I had to persevere. I had already put so much time and care into the game, I couldn’t really stop now, right? I had to keep doing the loop. Just a few more Pokémon, a few more levels. Then I could finally move to the next city…and start the process all over again.

It had started as a game undertaken out of role-played love. It became a task undertaken out of role-played responsibility. Eventually it became a chore undertaken for reasons I couldn’t understand anymore.

I had gotten into this loop because I made up the story that my Pokémon were unhappy in storage. I got out of it by making up another story: I decided that, when I wasn’t playing the game, time stood entirely still. Therefore, my Pokémon weren’t unhappy when I wasn’t playing.

A few months after I stopped playing Pokémon Crystal, Greg asked if he could have a turn. I said yes. In a few minutes, he had restarted the game and all my beloved Pokémon whom I had spent hours and hours training – all of them were gone.

In 2011, ten years after Pokémon Crystal came out, a doctor diagnosed me with obsessive-compulsive disorder. I was surprised at first. Then I started remembering things like Pokémon Crystal.

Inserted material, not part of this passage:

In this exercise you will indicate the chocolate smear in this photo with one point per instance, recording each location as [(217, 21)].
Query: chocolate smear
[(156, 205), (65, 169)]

And it kind of started to make sense.

———

I found my Game Boy at my parents’ house a few weeks ago. I replaced the batteries, switched it on, marveled at the tiny screen and the garish teal plastic. The Crystal cartridge was still plugged into the back. Greg had been in the middle of his third playthrough. He gave me permission to erase his file and start a new game of my own.

Now, as Darcy, I’m in Cianwood City, well past the Sudowoodo loop. And I’ve reached a compromise. Limiting myself to six Pokémon just doesn’t sound like any fun. Besides, what if I wanted to change my mind? So instead I’ve got a group of about ten Pokemon that I rotate: Cyndi the Quilava, Bye-Bye the Pidgeotto, Lil Killer the Skiploom, Khan the Haunter, Geolady the Graveler, Muscle the Machop, Loch Ness the Lapras, Engineer the Magnemite and Avada the Kadabra.

I’m not going to train every single one of my Pokémon. I probably won’t even catch ‘em all. But I am going to beat it this time.